Often hailed as one of the best travel books ever written, The Times described it as “a classic love letter to Italy’s most iconic city”. Originally published by Faber and Faber as by James Morris, she transitioned in 1972 and subsequently revised the book as Jan Morris four times. She described it in the original introduction as “not a history book, but it necessarily contains many passages of history. These I have used magpie-style, embedding them in the text where they seem to me to glitter most effectively…. It is not a guide book, either: but … I have listed the Venetian sights that seem to me most worth seeing… nor is it exactly a report”. Rather, it is "a highly subjective, romantic, impressionistic picture less of a city than of an experience."

==Background==
Morris first visited Venice as a young British Army intelligence officer in 1945. Her biographer reports that she was "immediately captivated by the city. He found it intoxicating". She returned in 1959 with her family, living in the city for many months and writing in this work about "what she calls the lust of Venice at that time, the beauty of the canals, the buildings, and especially the lagoon that left him speechless with pleasure".

==Content==
Venice is divided into three main sections — The People, The City, The Lagoon:

- LANDFALL – brief introduction
- THE PEOPLE – explores the vivid history, singular culture and unique character of Venetian men and women
- THE CITY – describes the waterways, bridges, architecture, and curiosities of the city—its smells, sounds, lights and colors – not neglecting the ubiquitous tourists
- THE LAGOON - ventures across the local waters from Chioggia in the south to Jesolo in the north with many places in between.
- EMBARKATION – brief epilogue

Appended are a concise chronology of the city's history with relevant page references, an index and map references.

==Editions==
- Morris, James, Venice (1960); London: Faber and Faber; 337 pgs; B&W photos; Paperback edition, 1963.
  - Published in the US as The World of Venice (1960), [New York?]: Pantheon Books. ISBN 9780151990863.
- Morris, James, Venice (1974); Faber & Faber; “1st revised edition”; Paperback; 336 pgs; blurb states “also writes as Jan Morris”; ISBN 9780571168972
  - Published in the US as The World of Venice: Revised Edition (1974); Harcourt Brace Jovanovich.
- Morris, James (1983), Venice, Faber and Faber Ltd; “2nd revised edition”; 1983; 325 pgs; softcover.
- Morris, Jan (1993), Venice, “3rd revised edition”. Faber & Faber, 314 pgs; ISBN 978-0-571-16897-2.
  - Published in the US as The World of Venice (1995): New York: HarperCollins; with a new foreword by the author.
- Morris, Jan (2008), Venice; London: Folio Society; New (1988) introduction and minor revisions; Two maps, redrawn (“Venice” [endpaper] and “Venice: Lagoon and Lido”); 335 pgs; ISBN 9780571247882.

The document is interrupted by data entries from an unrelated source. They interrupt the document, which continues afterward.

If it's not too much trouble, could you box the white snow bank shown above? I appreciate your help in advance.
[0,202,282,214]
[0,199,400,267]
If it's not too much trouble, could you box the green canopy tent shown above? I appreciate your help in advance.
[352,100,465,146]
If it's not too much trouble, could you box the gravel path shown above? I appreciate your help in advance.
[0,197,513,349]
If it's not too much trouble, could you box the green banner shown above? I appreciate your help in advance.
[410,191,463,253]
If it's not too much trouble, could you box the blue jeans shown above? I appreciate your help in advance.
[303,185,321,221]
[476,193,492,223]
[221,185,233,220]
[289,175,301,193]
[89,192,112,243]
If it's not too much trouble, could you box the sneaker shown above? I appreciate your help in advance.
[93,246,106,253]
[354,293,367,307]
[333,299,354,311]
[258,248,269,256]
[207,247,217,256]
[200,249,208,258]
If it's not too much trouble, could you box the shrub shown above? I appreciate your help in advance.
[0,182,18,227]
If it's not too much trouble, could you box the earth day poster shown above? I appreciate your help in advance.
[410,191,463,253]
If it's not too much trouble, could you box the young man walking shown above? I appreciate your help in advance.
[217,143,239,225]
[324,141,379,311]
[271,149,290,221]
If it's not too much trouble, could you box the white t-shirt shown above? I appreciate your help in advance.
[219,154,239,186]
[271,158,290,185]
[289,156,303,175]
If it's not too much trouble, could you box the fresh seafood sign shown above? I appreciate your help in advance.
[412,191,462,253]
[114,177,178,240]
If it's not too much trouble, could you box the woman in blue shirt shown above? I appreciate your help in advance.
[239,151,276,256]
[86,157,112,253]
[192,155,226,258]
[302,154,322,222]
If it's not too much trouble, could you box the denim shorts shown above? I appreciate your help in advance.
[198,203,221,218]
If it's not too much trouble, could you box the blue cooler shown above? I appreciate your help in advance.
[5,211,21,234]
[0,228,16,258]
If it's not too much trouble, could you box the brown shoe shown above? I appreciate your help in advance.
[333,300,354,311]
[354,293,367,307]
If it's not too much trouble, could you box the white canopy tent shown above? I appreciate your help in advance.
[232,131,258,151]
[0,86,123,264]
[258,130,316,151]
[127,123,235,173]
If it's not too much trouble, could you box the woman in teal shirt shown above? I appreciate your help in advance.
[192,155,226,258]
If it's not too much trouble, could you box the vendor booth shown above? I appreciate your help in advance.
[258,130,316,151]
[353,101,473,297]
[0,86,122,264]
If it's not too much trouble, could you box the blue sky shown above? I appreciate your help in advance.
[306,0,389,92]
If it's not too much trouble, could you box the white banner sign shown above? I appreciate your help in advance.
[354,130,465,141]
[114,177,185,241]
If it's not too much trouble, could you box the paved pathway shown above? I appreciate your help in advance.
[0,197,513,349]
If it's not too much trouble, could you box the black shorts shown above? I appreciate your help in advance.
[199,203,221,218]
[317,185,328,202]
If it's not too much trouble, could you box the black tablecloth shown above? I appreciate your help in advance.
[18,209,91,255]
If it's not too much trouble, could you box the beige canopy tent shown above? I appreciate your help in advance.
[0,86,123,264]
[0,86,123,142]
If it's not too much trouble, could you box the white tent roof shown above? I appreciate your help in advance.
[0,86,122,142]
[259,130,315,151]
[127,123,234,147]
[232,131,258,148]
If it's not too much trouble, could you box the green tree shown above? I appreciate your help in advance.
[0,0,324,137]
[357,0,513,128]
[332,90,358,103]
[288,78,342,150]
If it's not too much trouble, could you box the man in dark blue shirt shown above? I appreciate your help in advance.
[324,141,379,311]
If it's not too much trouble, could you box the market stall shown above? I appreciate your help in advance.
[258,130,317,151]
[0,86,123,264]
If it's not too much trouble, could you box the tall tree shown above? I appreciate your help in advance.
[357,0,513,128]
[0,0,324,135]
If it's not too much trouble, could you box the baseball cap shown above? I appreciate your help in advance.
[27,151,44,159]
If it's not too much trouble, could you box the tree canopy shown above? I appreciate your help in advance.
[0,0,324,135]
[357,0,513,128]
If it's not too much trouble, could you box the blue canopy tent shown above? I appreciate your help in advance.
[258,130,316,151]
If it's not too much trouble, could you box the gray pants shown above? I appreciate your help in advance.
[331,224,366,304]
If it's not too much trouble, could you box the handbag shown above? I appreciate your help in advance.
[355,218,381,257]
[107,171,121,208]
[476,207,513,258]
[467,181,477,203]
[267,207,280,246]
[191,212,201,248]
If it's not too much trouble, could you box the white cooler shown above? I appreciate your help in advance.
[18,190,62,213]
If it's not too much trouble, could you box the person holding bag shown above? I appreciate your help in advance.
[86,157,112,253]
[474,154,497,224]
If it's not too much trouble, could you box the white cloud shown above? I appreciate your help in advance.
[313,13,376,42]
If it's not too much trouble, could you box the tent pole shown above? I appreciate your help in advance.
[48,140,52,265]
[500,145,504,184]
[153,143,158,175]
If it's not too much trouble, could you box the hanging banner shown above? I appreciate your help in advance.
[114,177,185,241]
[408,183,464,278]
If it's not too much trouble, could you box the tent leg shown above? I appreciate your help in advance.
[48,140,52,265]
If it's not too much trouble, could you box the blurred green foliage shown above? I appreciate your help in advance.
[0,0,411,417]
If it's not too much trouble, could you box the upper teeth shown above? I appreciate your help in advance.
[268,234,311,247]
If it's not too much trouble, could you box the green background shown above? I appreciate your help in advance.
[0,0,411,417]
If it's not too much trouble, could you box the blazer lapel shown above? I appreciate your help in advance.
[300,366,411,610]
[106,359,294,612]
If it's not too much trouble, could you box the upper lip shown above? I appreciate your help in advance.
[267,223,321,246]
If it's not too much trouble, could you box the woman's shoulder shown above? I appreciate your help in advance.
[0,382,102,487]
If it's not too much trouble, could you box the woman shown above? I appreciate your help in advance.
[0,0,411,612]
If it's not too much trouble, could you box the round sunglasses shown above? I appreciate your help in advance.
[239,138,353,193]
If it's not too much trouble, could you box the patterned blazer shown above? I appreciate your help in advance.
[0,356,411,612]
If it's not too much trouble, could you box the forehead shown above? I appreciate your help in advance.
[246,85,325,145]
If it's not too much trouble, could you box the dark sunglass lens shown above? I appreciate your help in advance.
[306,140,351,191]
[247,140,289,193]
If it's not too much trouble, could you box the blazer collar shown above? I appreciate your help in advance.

==Other Morris works on Venice==
- In The Venetian Empire: A Sea Voyage (1980; Penguin Books Ltd), Morris travels along the historic Venetian trade routes from Venice itself to Greece, Crete and Cyprus. She thus provides a historical companion for travelers through the lands the Doges once ruled.
- In 1981, Morris edited and introduced an abridged edition of John Ruskin’s famous work The Stones of Venice (1851-53; Mount Kisco, New York: Moyer Bell Limited, 1989. Folio Society edition, 2001.)
- In A Venetian Bestiary (1982) Morris provides a “celebration”, in words and pictures, of the animals of Venice, both real and fantastic.